Y es que ese es el problema de convertirlo todo, hasta las relaciones humanas y la moralidad, en un recurso con el que trapichear. En uno tan evidente, quiero decir. Al principio el sortilegio funciona, e incluso te entusiasmas un poco al comprobar que puedes charlar de manera individual con cada empleado, o que los tipos a los que te enfrentas también pueden ocultar secretos. Y todo marcha bien, hasta que decides volver a hablar con aquel policía al que vendiste de manera brutal, solo por intentarlo, y descubres que no hay ninguna rencilla que no curen un par de comentarios sobre las películas de Brian de Palma y el ajedrez online. Hasta que conviertes el proceso de elevar la barrita de confianza que asegura una respuesta positiva a determinados favores en un proceso automático, y hasta que te das cuenta de que el supuesto colega al que estás puteando aliándote con sus enemigos jurados sigue recibiéndote con los brazos abiertos y llamándote Johhny porque el indicador no ha bajado. Todo es una mentira, un decorado, un baile de máscaras en el que los números se disfrazan de humanos y que empieza a oler a cerrado en la tercera o cuarta entrevista, cuando descubres que tirando un poco del hilo todo el mundo vive con dos perros y un gato o desea convertirse en “streamer especializado en juegos de simulación” (la sutileza, de nuevo). Y entonces el hechizo se desvanece.

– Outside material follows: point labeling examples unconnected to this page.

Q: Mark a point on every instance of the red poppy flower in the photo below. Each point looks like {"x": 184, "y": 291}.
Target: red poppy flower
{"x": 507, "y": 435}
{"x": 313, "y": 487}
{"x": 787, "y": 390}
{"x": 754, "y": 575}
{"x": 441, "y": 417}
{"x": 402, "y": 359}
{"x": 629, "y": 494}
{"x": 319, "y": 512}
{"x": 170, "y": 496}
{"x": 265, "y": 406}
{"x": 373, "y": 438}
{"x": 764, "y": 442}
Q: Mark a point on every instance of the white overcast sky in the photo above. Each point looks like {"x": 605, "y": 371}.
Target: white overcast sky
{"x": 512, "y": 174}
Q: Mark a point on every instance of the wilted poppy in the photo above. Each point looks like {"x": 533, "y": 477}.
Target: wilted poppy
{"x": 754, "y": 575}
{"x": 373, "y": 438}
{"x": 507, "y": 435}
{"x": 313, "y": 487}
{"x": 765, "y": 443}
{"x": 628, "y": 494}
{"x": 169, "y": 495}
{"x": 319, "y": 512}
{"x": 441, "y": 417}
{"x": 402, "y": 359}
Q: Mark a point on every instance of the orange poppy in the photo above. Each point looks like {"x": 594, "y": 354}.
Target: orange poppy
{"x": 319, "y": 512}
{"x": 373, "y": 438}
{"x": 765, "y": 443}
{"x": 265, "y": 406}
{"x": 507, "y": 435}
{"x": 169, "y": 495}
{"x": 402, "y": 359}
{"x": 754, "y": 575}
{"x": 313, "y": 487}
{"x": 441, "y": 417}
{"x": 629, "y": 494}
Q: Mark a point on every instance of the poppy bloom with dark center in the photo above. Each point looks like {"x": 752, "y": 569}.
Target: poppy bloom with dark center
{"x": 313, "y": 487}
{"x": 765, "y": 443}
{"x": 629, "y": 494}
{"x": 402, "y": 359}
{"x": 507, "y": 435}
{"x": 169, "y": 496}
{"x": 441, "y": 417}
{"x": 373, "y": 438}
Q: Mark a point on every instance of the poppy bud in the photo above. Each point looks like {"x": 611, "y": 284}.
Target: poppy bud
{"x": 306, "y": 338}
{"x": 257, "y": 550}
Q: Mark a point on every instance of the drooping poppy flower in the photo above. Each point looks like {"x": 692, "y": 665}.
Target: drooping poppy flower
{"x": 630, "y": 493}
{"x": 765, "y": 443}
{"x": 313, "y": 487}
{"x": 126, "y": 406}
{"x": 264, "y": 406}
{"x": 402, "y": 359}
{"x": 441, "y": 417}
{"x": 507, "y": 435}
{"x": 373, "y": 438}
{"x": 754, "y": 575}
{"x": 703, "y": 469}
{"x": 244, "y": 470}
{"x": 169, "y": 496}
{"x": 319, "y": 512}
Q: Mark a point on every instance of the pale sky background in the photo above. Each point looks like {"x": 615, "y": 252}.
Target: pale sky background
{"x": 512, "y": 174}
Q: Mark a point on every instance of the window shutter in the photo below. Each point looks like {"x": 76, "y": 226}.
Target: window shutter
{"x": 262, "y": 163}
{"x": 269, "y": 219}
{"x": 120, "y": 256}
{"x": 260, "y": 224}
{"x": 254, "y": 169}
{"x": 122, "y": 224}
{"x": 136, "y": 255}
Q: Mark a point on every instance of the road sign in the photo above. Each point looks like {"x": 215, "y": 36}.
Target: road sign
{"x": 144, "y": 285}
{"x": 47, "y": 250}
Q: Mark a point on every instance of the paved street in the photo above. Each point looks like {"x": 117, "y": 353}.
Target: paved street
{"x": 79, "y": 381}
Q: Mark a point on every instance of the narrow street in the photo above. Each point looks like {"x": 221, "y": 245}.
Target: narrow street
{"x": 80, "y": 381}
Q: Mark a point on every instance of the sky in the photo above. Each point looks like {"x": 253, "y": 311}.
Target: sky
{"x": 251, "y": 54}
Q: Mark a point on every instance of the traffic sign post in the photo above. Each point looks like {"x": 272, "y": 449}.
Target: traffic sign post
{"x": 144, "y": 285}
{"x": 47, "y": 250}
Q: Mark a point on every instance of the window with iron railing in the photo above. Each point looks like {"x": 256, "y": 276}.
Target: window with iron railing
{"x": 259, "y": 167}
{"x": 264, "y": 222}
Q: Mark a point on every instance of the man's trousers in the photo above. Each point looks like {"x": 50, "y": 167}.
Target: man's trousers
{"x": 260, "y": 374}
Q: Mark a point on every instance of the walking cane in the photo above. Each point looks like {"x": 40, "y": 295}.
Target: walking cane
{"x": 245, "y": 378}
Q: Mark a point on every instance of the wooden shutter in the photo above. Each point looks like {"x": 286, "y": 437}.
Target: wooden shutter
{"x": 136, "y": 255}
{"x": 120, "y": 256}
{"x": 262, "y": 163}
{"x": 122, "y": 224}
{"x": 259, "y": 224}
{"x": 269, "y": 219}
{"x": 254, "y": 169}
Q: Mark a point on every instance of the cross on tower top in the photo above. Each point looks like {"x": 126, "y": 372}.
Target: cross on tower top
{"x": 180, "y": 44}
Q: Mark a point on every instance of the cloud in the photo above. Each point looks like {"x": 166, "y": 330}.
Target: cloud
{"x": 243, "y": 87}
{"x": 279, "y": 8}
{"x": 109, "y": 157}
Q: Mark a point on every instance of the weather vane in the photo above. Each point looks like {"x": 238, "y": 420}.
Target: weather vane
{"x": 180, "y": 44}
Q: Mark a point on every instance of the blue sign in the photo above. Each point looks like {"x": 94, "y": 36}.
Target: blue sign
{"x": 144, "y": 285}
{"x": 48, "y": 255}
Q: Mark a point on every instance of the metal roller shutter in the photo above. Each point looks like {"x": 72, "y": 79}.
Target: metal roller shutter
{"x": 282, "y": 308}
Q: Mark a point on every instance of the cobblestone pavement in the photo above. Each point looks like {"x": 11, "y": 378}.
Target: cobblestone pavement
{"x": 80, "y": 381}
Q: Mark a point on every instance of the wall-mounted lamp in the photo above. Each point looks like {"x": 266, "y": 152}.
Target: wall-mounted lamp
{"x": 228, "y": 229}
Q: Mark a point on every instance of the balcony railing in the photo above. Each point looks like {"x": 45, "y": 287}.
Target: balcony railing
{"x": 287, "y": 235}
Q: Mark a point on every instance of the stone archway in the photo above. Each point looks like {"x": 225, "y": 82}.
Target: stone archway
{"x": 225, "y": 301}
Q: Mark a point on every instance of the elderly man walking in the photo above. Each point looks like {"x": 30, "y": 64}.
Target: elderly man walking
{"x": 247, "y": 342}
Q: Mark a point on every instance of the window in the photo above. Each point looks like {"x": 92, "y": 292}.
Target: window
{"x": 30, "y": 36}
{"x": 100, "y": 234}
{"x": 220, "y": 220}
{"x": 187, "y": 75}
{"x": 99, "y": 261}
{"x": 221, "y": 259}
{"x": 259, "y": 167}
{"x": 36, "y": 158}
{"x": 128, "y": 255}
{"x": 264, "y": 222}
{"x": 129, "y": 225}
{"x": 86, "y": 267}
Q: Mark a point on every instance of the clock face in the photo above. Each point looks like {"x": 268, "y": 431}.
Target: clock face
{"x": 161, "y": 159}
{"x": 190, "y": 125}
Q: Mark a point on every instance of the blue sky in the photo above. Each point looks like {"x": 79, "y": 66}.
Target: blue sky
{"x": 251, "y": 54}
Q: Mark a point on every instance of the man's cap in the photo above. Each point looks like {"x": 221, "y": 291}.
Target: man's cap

Poco importa que para entonces las cosas hayan vuelto a cambiar, y que el juego te arroje una renovada ración de sistemas que siguen sonando al resultado de un brainstorming sobre la industria del cannabis. Ahora hay otras ciudades a las que acudir, pantallas estáticas todas ellas, y también pedidos masivos de investigadores o estrellas de cine, o laboratorios que restan hueco a la producción pero nos permiten clavar los índices de cada planta sin necesidad de ensayo y error. Incluso podemos repartir puntos de experiencia en una tabla de habilidades dividida en legales y marroneras, optando por el talento para el soborno o por una vía completamente legal que incluso nos permita optar a una licencia para vender marihuana medicinal. Podemos hacer un montón de cosas, porque Weedcraft Inc deja muy pocas casillas sin marcar y es uno de esos juegos pensados para ser infinitos. Aun así, dudo que vuelva a arrancarlo. Me lo he pasado muy bien, he visto los numeritos subir, y bajar, y ahora tengo muchas más cosas de las que preocuparme, pero no estoy construyendo nada. Todo es ilusión, cartón piedra, decorado de fiesta jamaicana para disfrazar las más repetitivas de las tareas. Todo es mentira, y cuando el entusiasmo inicial se diluye, volver a la realidad deja una sensación extraña. Y tiene su gracia, porque quizá ese sea su único homenaje real a la marihuana.